Cuando llegué al área de enfermería me pregunté si tenía que automedicarme porque estaba vacía, decidí esperar unos minutos, pero después comencé a revisar los frascos, cajas y botes que estaban ahí, leía para saber qué eran y para qué servían, escuché la puerta y pasos, suspiré, pero pronto me di cuenta que eran muchos pasos, según yo solo había una señora que era la enfermera, rápidamente me senté en la camilla.

—Oh— dijo la que suponía era la enfermera, era una señora no muy mayor pero ya se notaban algunas arrugas en su cara, y sus manos también estaban pagando los años, mamá siempre me decía cariño, cuida tus manos, aunque tu cara y cuerpo sean jóvenes las manos revelan tu verdadera edad y entonces decía que nadie les veía las manos a las personas más que ella. Ahora debía decir que tiene razón. —¿Llevas mucho tiempo aquí? — preguntó, quise ser amable y responder como una persona normal, con una mentira blanca, pero en vez de eso dije:

—Bastante, estaba a punto de automedicarme— respondí mirándola seriamente, ella asintió lentamente mientras su sonrisa disminuía, mis ojos fueron a las dos personas que se encontraban detrás de ella, era un hombre y una estudiante, la chica no tenía nada para destacar, mismos rasgos de una japonesa, pero si podía decir que no se veía mal, había dos opciones; o venía por una pastilla para el dolor de cabeza o por una para el dolor del estómago. Sin embargo, el hombre se me hacía tremendamente conocido, su cabello castaño caía en ondulaciones a sus hombros, tenía un traje presentable y una corbata de líneas rojas y azules.

La enfermera me sacó de mis pensamientos, le dio a la chica una pastilla para el dolor de estómago y un vaso de agua, ella se lo tomó con dificultad y agradeció a la señora y al hombre, que claro que era profesor, me miró e hizo una pequeña reverencia, hice una mueca, como siempre que lo hacía cuando me enfrentaba a ese gesto, en cambio, le levanté la mano en forma de despedida y voltee a ver a la enfermera quien me sonreía.

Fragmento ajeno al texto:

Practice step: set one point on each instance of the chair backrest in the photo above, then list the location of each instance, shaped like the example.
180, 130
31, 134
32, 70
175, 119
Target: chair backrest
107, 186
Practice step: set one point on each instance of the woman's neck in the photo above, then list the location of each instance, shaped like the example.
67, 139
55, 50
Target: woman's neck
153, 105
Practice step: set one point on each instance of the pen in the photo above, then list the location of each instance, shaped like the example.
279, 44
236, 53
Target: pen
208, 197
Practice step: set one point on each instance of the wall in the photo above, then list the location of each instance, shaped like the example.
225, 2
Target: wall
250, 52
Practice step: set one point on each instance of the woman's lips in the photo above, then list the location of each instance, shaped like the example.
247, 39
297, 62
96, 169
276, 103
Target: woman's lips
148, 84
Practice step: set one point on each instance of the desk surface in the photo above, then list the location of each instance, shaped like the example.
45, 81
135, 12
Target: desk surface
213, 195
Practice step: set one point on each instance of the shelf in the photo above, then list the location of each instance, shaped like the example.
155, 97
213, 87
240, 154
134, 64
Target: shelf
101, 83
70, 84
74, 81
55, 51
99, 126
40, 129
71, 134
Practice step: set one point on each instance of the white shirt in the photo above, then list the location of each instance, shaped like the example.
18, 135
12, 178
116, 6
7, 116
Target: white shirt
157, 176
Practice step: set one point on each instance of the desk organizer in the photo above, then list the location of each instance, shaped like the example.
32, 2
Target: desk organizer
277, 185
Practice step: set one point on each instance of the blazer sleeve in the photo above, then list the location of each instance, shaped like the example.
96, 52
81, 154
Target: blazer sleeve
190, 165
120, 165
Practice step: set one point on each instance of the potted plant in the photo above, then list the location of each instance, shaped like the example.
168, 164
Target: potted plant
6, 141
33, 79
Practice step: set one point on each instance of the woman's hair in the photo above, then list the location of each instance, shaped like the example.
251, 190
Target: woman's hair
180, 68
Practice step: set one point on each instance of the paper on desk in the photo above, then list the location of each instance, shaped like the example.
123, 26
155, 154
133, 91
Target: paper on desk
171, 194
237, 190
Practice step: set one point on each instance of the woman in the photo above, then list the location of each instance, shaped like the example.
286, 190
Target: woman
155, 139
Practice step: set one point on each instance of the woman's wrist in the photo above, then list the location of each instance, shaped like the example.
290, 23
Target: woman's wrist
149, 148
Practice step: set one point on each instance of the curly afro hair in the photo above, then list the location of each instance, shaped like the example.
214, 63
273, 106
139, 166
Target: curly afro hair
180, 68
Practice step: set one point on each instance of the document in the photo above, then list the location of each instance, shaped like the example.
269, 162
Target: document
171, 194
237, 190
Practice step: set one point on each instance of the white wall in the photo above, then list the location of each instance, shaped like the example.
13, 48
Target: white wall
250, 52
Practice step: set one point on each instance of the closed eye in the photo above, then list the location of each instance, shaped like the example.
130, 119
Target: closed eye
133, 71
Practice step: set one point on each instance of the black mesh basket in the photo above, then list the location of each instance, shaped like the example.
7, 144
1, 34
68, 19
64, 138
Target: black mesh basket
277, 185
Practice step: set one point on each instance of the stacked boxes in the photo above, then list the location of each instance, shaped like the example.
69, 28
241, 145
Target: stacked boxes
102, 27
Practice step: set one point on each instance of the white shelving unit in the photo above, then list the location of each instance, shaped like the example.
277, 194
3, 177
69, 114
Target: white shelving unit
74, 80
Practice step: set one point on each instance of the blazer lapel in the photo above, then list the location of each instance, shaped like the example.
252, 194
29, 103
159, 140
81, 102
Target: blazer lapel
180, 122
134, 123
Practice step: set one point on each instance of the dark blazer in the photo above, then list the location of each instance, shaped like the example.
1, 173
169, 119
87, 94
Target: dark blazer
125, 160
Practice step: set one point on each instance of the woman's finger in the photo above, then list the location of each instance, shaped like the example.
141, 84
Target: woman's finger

—¿Qué necesitas? —me preguntó, sonaba más distanciada y sonreía nerviosamente, el hombre seguía ahí.

—Algo para el dolor de estómago— dije y ella casi se iba cuando hablé de nuevo —más específicamente una pastilla para el dolor y una crema para desinflamar— ella me miró con el ceño fruncido, pero no molesta, más bien curiosa.